Les lignées des « héros » malheureux de ce livre ne sont ni toutes blanches ni toutes noires, mais simplement à hauteur d’homme, c’est-à-dire détestables dans cette mise à nu intégrale rendue possible grâce à une témérité verbale puisée dans ses formes et son fond langagier et dans tout ce qui est interdit. Hôtel Saint Georges ne dédouane, ni ne (se) dédouane, d’aucun passé et ne refuse à personne d’aller chercher sa vérité sur les heurts et malheurs des sombres années de la guerre d’hier et de ses répercussions ultérieures.

Ce roman s’inscrit dans la description psychologique, pas dans l’engagement militant étroit et n’évoque l’actualité immédiate que pour signifier son refus de l’histoire telle qu’écrite jusqu’à présent, soit tronquée de l’essentiel. Il y a, dans la plume fiévreuse de Rachid Boudjedra, la constance du sexe et de l’éthique, la quasi permanence du doute et l’inéluctabilité du contrat. Il y a la notion de sacré et celle qui s’apparente au profane. Il y a la portion d’ange et celle de démon chez les personnages résidant dans la saga des ombres (glorieuses et anonymes) qui fréquentent le prestigieux palace.

Il y a la part du beau dans l’humain, mais aussi ses parties honteuses, affaissées, inavouées. Il y a le besoin de questionner le hasard dans cette fantastique aventure terrestre où chaque être peut constituer, à lui tout seul, un monde. Alchimie de mots et sonorités inimitables, le système narratif emprunté par Rachid Boudjedra est l’expression d’un généreux confluent où poésie et philosophie s’unissent pour le meilleur, offrant au lecteur le plaisir de lire et de comprendre mieux.

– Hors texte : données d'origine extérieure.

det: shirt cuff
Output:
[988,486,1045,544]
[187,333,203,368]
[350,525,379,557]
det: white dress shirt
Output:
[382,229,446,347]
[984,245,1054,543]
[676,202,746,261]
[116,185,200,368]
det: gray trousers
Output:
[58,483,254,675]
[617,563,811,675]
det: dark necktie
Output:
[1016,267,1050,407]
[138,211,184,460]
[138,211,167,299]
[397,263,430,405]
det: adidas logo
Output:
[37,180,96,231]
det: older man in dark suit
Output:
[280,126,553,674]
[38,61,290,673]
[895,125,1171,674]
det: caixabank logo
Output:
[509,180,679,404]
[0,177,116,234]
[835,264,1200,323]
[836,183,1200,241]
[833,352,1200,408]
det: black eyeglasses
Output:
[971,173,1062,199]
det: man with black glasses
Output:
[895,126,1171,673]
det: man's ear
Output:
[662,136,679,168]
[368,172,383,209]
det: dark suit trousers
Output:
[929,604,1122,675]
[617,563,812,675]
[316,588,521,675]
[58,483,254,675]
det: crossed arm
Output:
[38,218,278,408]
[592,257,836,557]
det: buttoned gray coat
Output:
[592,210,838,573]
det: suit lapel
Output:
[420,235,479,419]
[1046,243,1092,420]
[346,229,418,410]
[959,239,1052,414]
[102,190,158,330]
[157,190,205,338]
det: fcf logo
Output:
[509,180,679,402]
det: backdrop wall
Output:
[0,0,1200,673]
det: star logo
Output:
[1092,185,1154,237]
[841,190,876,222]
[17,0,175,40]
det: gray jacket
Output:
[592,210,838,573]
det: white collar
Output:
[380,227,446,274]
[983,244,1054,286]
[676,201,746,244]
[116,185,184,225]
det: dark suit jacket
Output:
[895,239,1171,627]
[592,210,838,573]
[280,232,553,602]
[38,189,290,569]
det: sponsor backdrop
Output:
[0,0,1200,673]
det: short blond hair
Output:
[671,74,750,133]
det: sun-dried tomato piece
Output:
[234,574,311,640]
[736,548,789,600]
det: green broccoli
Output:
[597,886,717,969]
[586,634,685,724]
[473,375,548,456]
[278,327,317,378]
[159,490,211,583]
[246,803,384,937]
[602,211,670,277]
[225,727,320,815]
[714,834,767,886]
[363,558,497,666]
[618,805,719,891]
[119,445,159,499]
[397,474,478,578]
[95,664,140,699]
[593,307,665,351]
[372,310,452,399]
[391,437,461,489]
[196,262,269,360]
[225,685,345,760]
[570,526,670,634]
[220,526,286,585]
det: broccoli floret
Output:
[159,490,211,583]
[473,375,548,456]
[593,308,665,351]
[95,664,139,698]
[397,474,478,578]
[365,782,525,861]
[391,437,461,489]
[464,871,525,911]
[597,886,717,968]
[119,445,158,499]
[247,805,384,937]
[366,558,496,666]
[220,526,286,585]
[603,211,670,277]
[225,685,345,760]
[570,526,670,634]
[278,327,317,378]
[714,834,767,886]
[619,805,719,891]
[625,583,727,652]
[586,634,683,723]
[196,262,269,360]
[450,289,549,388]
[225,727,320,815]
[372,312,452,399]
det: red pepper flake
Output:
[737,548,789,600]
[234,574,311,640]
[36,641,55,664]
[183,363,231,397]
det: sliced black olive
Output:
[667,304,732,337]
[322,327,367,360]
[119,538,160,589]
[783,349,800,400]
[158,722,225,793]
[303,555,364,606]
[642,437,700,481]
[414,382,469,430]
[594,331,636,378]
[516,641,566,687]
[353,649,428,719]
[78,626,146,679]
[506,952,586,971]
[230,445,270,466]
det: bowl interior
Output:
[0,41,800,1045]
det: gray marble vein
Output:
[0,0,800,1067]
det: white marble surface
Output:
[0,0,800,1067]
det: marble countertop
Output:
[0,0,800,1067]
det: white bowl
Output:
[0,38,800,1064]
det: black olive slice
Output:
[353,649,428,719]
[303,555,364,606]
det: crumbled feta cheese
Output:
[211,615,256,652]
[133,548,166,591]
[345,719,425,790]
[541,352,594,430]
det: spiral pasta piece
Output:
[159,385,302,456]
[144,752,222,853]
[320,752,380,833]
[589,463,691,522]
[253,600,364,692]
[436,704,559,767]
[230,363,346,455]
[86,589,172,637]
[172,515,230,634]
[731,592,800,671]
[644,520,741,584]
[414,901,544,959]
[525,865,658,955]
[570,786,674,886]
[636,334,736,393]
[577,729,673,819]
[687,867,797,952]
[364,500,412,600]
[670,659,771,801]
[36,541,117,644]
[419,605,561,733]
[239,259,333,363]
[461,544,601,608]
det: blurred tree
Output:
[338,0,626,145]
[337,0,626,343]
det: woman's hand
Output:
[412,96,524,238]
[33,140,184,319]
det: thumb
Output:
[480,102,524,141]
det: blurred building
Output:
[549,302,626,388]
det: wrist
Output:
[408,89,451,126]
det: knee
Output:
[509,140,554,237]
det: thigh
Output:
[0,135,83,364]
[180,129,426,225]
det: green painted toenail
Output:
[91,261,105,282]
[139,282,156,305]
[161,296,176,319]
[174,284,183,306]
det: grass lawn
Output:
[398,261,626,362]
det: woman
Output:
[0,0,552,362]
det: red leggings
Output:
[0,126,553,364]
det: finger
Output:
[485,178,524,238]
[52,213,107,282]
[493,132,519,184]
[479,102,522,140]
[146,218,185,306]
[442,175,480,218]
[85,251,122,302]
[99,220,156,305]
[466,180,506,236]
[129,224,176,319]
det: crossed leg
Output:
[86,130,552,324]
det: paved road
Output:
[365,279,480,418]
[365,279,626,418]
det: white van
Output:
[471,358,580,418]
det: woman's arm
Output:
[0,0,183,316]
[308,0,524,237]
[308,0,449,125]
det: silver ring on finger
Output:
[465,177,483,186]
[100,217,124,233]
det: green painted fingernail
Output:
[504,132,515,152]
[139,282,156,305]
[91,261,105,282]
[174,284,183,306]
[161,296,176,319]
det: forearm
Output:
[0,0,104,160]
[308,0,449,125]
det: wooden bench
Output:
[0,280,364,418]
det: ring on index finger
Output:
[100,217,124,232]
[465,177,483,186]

L’alliance des genres créatifs est déroutante par endroits, mais toujours bonne à découvrir dans les pieds-de-nez assénés au roman classique. L’écriture est intelligente, très souvent aérée, mais pas forcément intelligible au premier abord, tout comme l’est l’aréopage ombrageux et désuet de cet Hôtel Saint Georges, muré dans son architecture arabo-mauresque coloniale dédaigneuse, dans ses magnolias aguichants de dehors et ses destins broyés de dedans.